Question

If \[r = 0.5,\,\,\sum {xy = 120} ,\,\,\sum {{x^2}} = 90,\,\,{\sigma _y} = 8\], then \[n = \]
A. \[100\]
B. \[10\]
C. \[15\]
D. \[50\]

Answer 1

Hint: In this question, we need to find the value of \[n\]. For that, we apply the formula of standard deviation \[{\sigma _y} = \sqrt {\dfrac{{\sum {{y^2}} }}{n}} \] then substitute all the given values in it and simplifies it to get the required value which is n.

Formula used:
We have been using the following formulas of standard deviation:
1. \[{\sigma _y} = \sqrt {\dfrac{{\sum {{y^2}} }}{n}} \] when \[y = Y - \overline Y \]
Where y is the difference between each value in the data set and the mean value of the data set and n is the number of items

Complete step-by-step solution:
We are given that
\[
  r = 0.5 \\
  \sum {xy} = 120 \\
  \sum {{x^2}} = 90 \\
  {\sigma _y} = 8
 \]
Now we know the formula of standard deviation
\[{\sigma _y} = \sqrt {\dfrac{{\sum {{y^2}} }}{n}} \]when \[y = Y - \overline Y \]
Now we substitute the given values in the formula, and we get
\[8 = \sqrt {\dfrac{{\sum {{y^2}} }}{n}} \]
Now by squaring on both sides and simplifying it, we get
\[
  {\left( 8 \right)^2} = {\left( {\sqrt {\dfrac{{\sum {{y^2}} }}{n}} } \right)^2} \\
  64 = \dfrac{{\sum {{y^2}} }}{n} \\
  64n = \sum {{y^2}}
 \]
Now by rearranging the above equation, we get
\[\sum {{y^2}} = 64n\]
Now, we know that \[r = \dfrac{{\sum {xy} }}{{\sqrt {\sum {{x^2} \times \sum {{y^2}} } } }}\] where \[r\] is the correlation coefficient, \[xy\] is the sum of the product of \[x\] and \[y\] values, \[{x^2}\] is the sum of squares of \[x - \] values and \[{y^2}\] is sum of squares of \[y - \]values.

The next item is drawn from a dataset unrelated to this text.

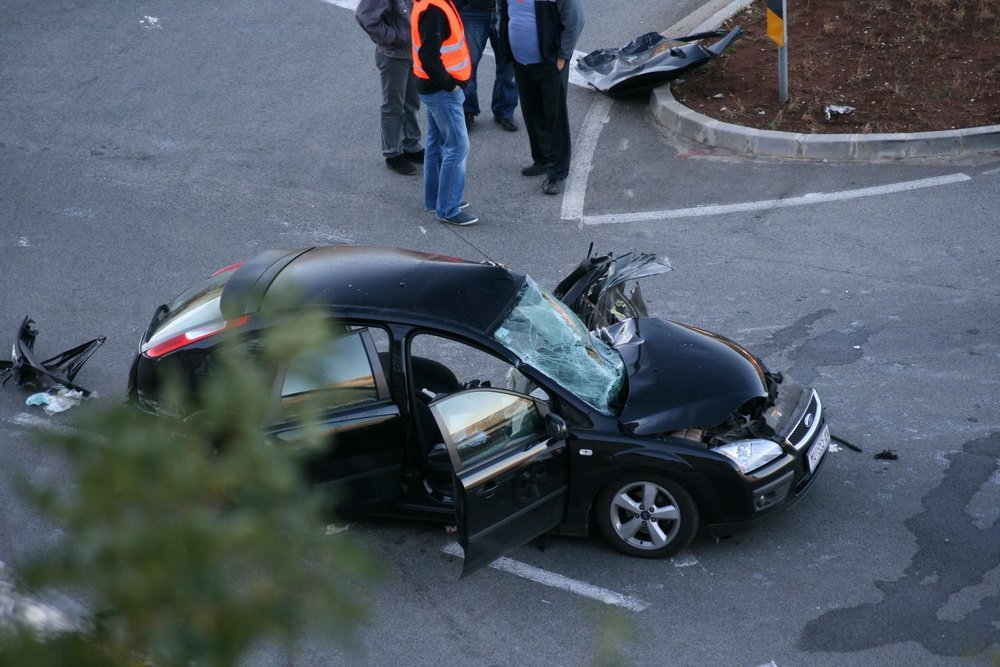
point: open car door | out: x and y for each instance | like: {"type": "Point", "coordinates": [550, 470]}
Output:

By substituting given values in above formula, we will get
\[0.5 = \dfrac{{120}}{{\sqrt {90 \times 64n} }}\]
By squaring on both sides, we will get
\[
  {\left( {0.5} \right)^2} = \dfrac{{{{\left( {120} \right)}^2}}}{{{{\left( {\sqrt {90 \times 64n} } \right)}^2}}} \\
  0.25 = \dfrac{{14,400}}{{90 \times 64n}}
 \]
Now by cross multiply both the terms, we will get
\[
  0.25 \times 90 \times 64n = 14,400 \\
  22.5 \times 64n = 14,400 \\
  64n = \dfrac{{14,400}}{{22.5}} \\
  64n = 640
 \]
On further simplification, we will get
\[
  n = \dfrac{{640}}{{64}} \\
  n = 10
 \]
Therefore, if \[r = 0.5,\,\,\sum {xy = 120} ,\,\,\sum {{x^2}} = 90,\,\,{\sigma _y} = 8\], then \[n = 10\]
Hence, option (B) is correct option

Note: To solve these types of questions, students must know the concept of standard deviation. The standard deviation formula used in the above question is \[{\sigma _y} = \sqrt {\dfrac{{\sum {{y^2}} }}{n}} \] to find the value of n. Students must be careful while calculating the square of the summation, do the square of each number and not the square of the summation of x as it gives a different answer.